Contexte d’étude et protocole de recherche

Choix du terrain d’étude

Pour répondre à notre question de recherche, nous avons choisi d’étudier le cas des JVI nouées entre des entreprises tunisiennes et des multinationales. Ce choix a été motivé par plusieurs raisons aussi bien académiques que pratiques. D’un point de vue académique, peu de recherches ont été menées sur les JVI implantées dans la zone Afrique du Nord/Moyen-Orient (Triki et Mayrhofer, 2016; Dikmen, 2012; Cheriet et al., 2007), notamment le contexte tunisien (Cherbib, 2010). D’un point de vue pratique, l’avènement du printemps arabe a permis de définir le contexte tunisien comme étant incertain (Rapports de la banque mondiale, 2014)[1]. Avant la chute du régime de Ben Ali, le pays, nid à touristes, était stable et ses chiffres économiques étaient acceptables. Depuis le 14 janvier 2011, la Tunisie a connu une forte instabilité politique, sociale et économique qui a été accentuée par les événements survenus dans les pays voisins, notamment la Libye. Ainsi, la croissance économique a connu des fluctuations en dents de scie pour atteindre 2,5 % en 2018. Aussi, l’impact de la révolution sur les entreprises locales et étrangères implantées sur le territoire tunisien a été grand et les problèmes rencontrés sont devenus multiples, ce qui a précipité la cessation d’activités et le désinvestissement de beaucoup de firmes étrangères. Selon les rapports de l’OCDE (2020)[2], le poids des IDE dans l’économie tunisienne est passé de 9,4 % en 2006 à 1,5 % en 2016.

Collecte des données

Compte tenu de notre objectif de recherche, nous avons eu recours à une étude qualitative fondée sur l’analyse de 7 cas de JVI nouées entre des entreprises tunisiennes et des multinationales. Ces dernières ont choisi de participer dans le capital des premières avec une répartition majoritaire, minoritaire ou égale. En poursuivant les recommandations de Wacheux (1996) selon lesquelles la validité d’une étude est discutée par les régularités et les différences engagées dans les situations étudiées, notre sélection de chaque cas a été faite dans le but de trouver des résultats similaires (réplication littérale) et des résultats différents (réplication théorique) et d’accroître ainsi la validité externe de notre étude (Yin, 1994). Les cas sélectionnés respectent aussi les critères jugés indispensables par Hlady-Rispal (2002) à savoir, la représentativité, la variété et le potentiel de découverte (voir annexe 1). Pour faire face aux risques de résultats trop simplistes et à la complication issue du traitement et de la généralisation des résultats, Eisenhardt (1989) stipule que le nombre de cas à étudier doit être compris entre quatre et dix. Dans notre recherche, le nombre de cas retenu tient compte de cette recommandation et respecte ainsi les principes de saturation et de réplication (Yin, 1994).

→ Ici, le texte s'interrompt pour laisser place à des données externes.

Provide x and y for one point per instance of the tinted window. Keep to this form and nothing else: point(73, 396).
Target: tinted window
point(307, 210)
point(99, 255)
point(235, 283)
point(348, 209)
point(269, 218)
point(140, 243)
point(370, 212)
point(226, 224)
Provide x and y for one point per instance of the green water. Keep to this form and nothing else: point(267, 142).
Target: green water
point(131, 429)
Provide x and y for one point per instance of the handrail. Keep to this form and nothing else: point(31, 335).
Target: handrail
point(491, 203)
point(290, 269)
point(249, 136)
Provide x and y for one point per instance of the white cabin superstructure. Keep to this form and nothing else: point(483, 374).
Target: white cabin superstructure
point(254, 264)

Le tableau 2 présente les caractéristiques de notre échantillon. Nos répondants ayant exigé de préserver leur anonymat ainsi que celui de leurs entreprises, les cas sont désignés de 1 à 7.

Suivant les recommandations de Eisenhardt (1989) qui estime que les données qualitatives recueillies par entretien et/ou observation sont nécessaires pour comprendre la réalité d’une organisation et appréhender sa dynamique, nous avons réalisé des entretiens semi-directifs auprès des principaux acteurs des deux partenaires de la JVI. L’objectif est de confronter et de comparer les discours des différents interviewés afin d’éviter le biais lié à une appréciation ou un point de vue unilatéral fourni par une seule source d’information. La collecte d’informations a été faite sur une période de 10 ans (2006-2016) caractérisée par un axe de temps symétrique Pré et Post-révolution. Ce protocole de collecte nous a permis d’apprécier le contexte interne et externe de la JVI et d’évaluer la stabilité de la relation. Ainsi, pendant la première vague d’entretiens, nous avons présenté les objectifs de la recherche en mettant l’accent sur les motivations des partenaires, la nature des apports et le mode organisationnel. Durant la deuxième vague, l’accent a été mis sur la nature des interactions entre les partenaires, le degré d’engagement et d’implication dans la JVI, la nature de l’apprentissage, les nouveaux projets et investissements en commun. Durant la troisième et dernière vague, nous avons abordé les répercussions du changement des conditions environnementales sur l’activité de la JVI, les solutions mises en place, ainsi que l’intérêt de maintenir la relation.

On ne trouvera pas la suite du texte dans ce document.